For a slightly less fiery view on the matter, I turned to video director and intrepid Frenchman Michel Gondry. Why, I asked him, is it so important for the White Stripes to be candy-cane children forever? ”You pay less attention to the background,” he explains. ”You listen to Jack’s guitar, and Meg’s drumming, and both of them giving space to each other. Their image was just a little help, maybe for the beginning — but the music is really what makes them who they are.”

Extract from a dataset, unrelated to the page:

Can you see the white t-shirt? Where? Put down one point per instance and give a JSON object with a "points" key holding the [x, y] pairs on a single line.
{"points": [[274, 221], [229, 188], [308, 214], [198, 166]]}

I’m not supposed to ask questions about Jack White’s personal life, but there are a few facts on record: Jack wed British model Karen Elson two years ago in what was billed, stubbornly, as his first marriage. (Meg, ever steadfast, served as maid of honor.) In fact, it was Elson who provided the only influence I could wring out of Jack regarding Icky Thump: The distorted British slang of the album’s title was something he picked up from her, and the button-covered outfits the band wears on the cover are those of a ”pearly king and queen,” traditional garb stemming from London’s junk collectors. It’s a metaphor that plays handily into Jack’s role as rock’s salvage artist.

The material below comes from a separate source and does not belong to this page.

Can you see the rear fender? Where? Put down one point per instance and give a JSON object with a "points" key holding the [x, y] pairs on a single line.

Another influence on Jack’s music, presumably, is fatherhood: He and Karen are the parents of a year-old daughter named Scarlett. Though the subject is verboten, I bring it up anyway, since it seems ridiculous not to ask a creator of childlike rock if the experience of actually having a child is everything it’s cracked up to be. ”Oh, it’s been even better,” Jack says. ”I think certain chemicals in your brain are released that tell you this is a gigantic part of being alive.” As it happens, on the morning of my last day in Nashville, I’m sitting in the lobby of the Loveless Cafe, waiting to meet a friend for lunch. While staring at walls covered in glossy photos of Opry singers, I hear a British accent and turn to see a tall redhead pushing a red stroller, wherein sits a baby wearing a red-and-white dress. In the exact same moment I realize that I’m staring at a visibly pregnant Elson, and that the baby in the stroller is Scarlett, a young girl approaches the woman at the register. ”Is there anybody famous here today?” she asks. ”’Fraid not, sweetie,” the woman chirps. Even if I wanted to explain the magnitude of this coincidence to someone, there isn’t a soul in the Loveless who would care.
It suddenly seems obvious: As mysterious and contrived and obsessive-compulsive as his art may still be, Jack White got burned-out on the scene, moved to the suburbs, married a nice girl, and bred. This is the kind of stuff that totally normal people do. In our phone conversation the following week, I brace myself and sacrifice my queen: I tell Jack about my Loveless run-in. Your wife and daughter seemed very comfortable in their environment, I say. That must be a nice feeling for you — you know, as a father. ”Oh, well,” he murmurs, unmoved except for the crafty smile in his voice. ”I’d love to meet them one day.”